WITNESS TO THE HISTORICITY
OF THE GOSPELS
Arthur Drews
1912
CHRISTIAN HEINRICH ARTHUR DREWS (1865-1935) was a German philosopher and one of the most prominent proponents of the theory that Jesus was a mythological figure. In such books as The Christ-Myth and Witness to the Historicity of the Gospels, Drews argued that Christ was a fabrication concocted from Jewish and pagan mythological sources. To that end, in Witness he argued that Jesus borrowed significantly from the widespread cult of Jason.
Now, in Isaiah vii, 14, the "son of the virgin" is named Emmanuel, and this is translated "God with us." That is also the meaning of the name Jesus, since in Matthew i, 21, the son of Mary receives this name, "that it might be fulfilled which was spoken of the Lord by the prophet, saying. Behold, a virgin shall be with child, and shall bring forth a son, and they shall call his name Emmanuel." In the Septuagint, as we know, Jesus is the Greek form of the Hebrew Jeschua, which in turn is the same as Jehoschua or Joshua. Joshua, however, means something like "Jahveh is salvation," "Jah-Help," and corresponds to the German name "Gotthilf." We read in Matthew: "And she shall bring forth a son, and thou shalt call his name Jesus; for he shall save his people from their sins." The name was fairly common among the Jews, and in this connection it is equivalent among the Hellenistic Jews to the name Jason or Jasios, which again is merely a Greek version of Jesus. How did it come about that the unusual name Emmanuel for the saviour of Israel was displaced by the commoner name Jesus?

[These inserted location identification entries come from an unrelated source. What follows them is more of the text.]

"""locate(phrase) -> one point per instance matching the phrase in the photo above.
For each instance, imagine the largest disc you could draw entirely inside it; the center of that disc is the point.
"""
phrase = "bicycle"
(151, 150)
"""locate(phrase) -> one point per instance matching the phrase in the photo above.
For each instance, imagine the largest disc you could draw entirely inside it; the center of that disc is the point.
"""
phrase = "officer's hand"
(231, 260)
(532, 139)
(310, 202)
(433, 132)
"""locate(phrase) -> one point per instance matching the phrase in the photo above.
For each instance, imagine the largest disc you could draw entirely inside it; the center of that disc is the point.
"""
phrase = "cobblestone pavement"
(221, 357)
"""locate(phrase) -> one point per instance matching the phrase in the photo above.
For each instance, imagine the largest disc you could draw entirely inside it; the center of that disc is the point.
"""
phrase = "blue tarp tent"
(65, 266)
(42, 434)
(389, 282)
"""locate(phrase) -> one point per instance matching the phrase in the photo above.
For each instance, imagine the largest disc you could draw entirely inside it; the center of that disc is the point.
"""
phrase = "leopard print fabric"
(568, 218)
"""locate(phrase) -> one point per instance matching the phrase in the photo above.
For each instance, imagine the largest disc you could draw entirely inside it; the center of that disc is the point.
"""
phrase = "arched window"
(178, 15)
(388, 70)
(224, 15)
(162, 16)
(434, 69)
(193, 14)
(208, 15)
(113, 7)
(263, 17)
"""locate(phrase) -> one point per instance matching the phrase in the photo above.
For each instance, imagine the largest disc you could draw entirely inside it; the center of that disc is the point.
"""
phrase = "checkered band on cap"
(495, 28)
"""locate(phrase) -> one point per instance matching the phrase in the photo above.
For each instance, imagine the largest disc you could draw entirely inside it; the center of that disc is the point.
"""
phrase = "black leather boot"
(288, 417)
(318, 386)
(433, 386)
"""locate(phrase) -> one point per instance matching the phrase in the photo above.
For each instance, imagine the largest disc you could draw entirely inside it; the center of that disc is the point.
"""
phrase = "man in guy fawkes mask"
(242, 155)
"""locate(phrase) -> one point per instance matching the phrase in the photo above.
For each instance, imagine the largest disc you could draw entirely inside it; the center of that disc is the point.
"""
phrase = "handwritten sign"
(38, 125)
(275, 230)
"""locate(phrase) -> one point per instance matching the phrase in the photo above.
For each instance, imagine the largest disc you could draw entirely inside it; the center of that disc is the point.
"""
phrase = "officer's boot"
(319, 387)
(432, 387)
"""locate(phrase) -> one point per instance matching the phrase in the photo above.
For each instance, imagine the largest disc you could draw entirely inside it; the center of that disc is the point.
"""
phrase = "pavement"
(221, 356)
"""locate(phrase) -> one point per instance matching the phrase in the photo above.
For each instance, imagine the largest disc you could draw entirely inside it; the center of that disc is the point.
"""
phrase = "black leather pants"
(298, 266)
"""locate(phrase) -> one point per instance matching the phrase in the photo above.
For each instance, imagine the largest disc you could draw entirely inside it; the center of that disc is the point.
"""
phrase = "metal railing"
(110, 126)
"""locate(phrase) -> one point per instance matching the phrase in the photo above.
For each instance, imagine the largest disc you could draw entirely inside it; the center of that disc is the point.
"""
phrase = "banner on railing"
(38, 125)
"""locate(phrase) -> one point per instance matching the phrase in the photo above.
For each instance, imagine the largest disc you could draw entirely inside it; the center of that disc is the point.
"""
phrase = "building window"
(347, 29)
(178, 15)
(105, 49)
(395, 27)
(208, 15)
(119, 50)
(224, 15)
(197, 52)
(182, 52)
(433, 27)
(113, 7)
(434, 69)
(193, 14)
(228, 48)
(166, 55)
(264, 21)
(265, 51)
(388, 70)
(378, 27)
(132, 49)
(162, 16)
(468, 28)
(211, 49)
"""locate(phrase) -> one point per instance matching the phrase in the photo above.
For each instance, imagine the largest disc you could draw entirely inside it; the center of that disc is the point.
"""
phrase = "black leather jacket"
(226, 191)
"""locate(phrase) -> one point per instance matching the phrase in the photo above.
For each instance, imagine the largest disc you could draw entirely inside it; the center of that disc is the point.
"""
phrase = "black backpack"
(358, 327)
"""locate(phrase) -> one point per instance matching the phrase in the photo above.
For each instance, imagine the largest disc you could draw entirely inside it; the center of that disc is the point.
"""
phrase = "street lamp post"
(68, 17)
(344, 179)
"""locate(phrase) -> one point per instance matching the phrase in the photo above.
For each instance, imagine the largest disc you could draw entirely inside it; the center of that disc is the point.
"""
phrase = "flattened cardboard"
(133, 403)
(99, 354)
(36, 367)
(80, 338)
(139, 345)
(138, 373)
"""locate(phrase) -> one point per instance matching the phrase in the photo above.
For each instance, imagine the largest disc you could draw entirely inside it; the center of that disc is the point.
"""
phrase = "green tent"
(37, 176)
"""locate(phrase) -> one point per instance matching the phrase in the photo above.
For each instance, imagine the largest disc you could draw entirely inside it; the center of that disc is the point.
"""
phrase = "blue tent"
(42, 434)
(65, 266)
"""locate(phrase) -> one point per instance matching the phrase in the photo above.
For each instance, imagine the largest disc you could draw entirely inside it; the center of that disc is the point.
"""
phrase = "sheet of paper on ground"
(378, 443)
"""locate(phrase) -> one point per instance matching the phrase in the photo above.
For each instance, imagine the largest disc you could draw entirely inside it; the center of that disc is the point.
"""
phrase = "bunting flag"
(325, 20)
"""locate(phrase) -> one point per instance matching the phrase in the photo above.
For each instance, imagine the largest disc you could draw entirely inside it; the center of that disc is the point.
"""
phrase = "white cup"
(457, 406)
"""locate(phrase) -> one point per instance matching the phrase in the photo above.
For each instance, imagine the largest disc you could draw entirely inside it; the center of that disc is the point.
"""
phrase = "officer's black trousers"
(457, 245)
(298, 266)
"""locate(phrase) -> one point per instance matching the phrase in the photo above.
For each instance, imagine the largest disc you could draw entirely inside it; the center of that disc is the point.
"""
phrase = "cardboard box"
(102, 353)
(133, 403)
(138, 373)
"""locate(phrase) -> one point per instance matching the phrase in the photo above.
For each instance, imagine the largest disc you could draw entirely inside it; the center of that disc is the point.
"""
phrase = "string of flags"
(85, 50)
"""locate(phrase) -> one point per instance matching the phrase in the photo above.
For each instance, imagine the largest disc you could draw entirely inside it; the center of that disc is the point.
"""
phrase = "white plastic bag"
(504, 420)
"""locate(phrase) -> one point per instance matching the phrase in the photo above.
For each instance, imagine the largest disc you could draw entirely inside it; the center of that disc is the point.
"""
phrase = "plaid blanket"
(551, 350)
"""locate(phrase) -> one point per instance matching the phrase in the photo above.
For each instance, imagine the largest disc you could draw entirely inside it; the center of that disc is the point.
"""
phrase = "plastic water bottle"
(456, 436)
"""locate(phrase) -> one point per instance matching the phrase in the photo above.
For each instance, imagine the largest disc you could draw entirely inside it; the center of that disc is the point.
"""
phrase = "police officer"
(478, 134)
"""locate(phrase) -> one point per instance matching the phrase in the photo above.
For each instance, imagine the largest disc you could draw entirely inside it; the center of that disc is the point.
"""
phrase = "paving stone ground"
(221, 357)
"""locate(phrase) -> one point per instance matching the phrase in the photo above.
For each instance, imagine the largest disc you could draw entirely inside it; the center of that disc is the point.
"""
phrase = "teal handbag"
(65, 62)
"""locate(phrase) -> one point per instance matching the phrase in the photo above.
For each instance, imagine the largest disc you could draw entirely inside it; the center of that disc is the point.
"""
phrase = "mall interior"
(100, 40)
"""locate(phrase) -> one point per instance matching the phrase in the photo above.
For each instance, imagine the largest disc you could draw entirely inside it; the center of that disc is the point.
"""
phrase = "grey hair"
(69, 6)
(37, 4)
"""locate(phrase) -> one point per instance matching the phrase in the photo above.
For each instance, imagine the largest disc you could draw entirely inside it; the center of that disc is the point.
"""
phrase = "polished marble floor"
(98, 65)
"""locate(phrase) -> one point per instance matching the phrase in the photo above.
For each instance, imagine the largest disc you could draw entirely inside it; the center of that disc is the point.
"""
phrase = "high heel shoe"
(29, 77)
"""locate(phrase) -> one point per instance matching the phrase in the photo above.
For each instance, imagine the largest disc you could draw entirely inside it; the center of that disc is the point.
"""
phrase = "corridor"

Various reasons may be assigned for this. First, the fact that in the name Jesus the symbolic significance of salvation in the spiritual and bodily sense, as Isaiah attributed it to the servant of God, was perceived more clearly, especially among the dispersed Jews. Jaso (from iasthai, to heal) was the name of the daughter of the saver and physician Asclepios. He himself was in many places worshipped under the name of Jason. Thus we read in Strabo that temples and the cult of Jason were spread over the whole of Asia, Media, Colchis, Albania, and Iberia, and that Jason enjoyed divine honours also in Thessaly and on the Corinthian gulf, the cult of Phrixos, the ram or lamb, being associated with his (i, 2, 39). Justin tells us that nearly the whole of the west worshipped Jason and built temples to him (xlii, 3), and this is confirmed by Tacitus {Annals, vi, 34). Jason was also supposed to be the founder of the Lemnic festivity, which was celebrated yearly at the beginning of spring, and was believed to impart immortality to those who shared in it. Jasios (Jasion) was called Asclepios, or the "mediating god" related to him in this respect, and the conductor of souls, Hermes, at Crete and in the famous mysteries of Samothracia, which enjoyed the greatest repute about the beginning of the present era, and were frequented by high and low from all the leading countries. Here again the idea of healing and saving is combined in the name, and would easily lead to the giving of the name to the saviour of the Jewish mystery-cult. Epiphanius (HcBres. c, xxix) clearly perceived this connection when he translated the name Jesus "healer" or "physician" (curator, therapeutes). It is certain that this allusion to the healing activity of the servant of God and his affinity with the widely known Jason contributed not a little to the acceptance of the name of Jesus and to its apparent familiarity in ancient times.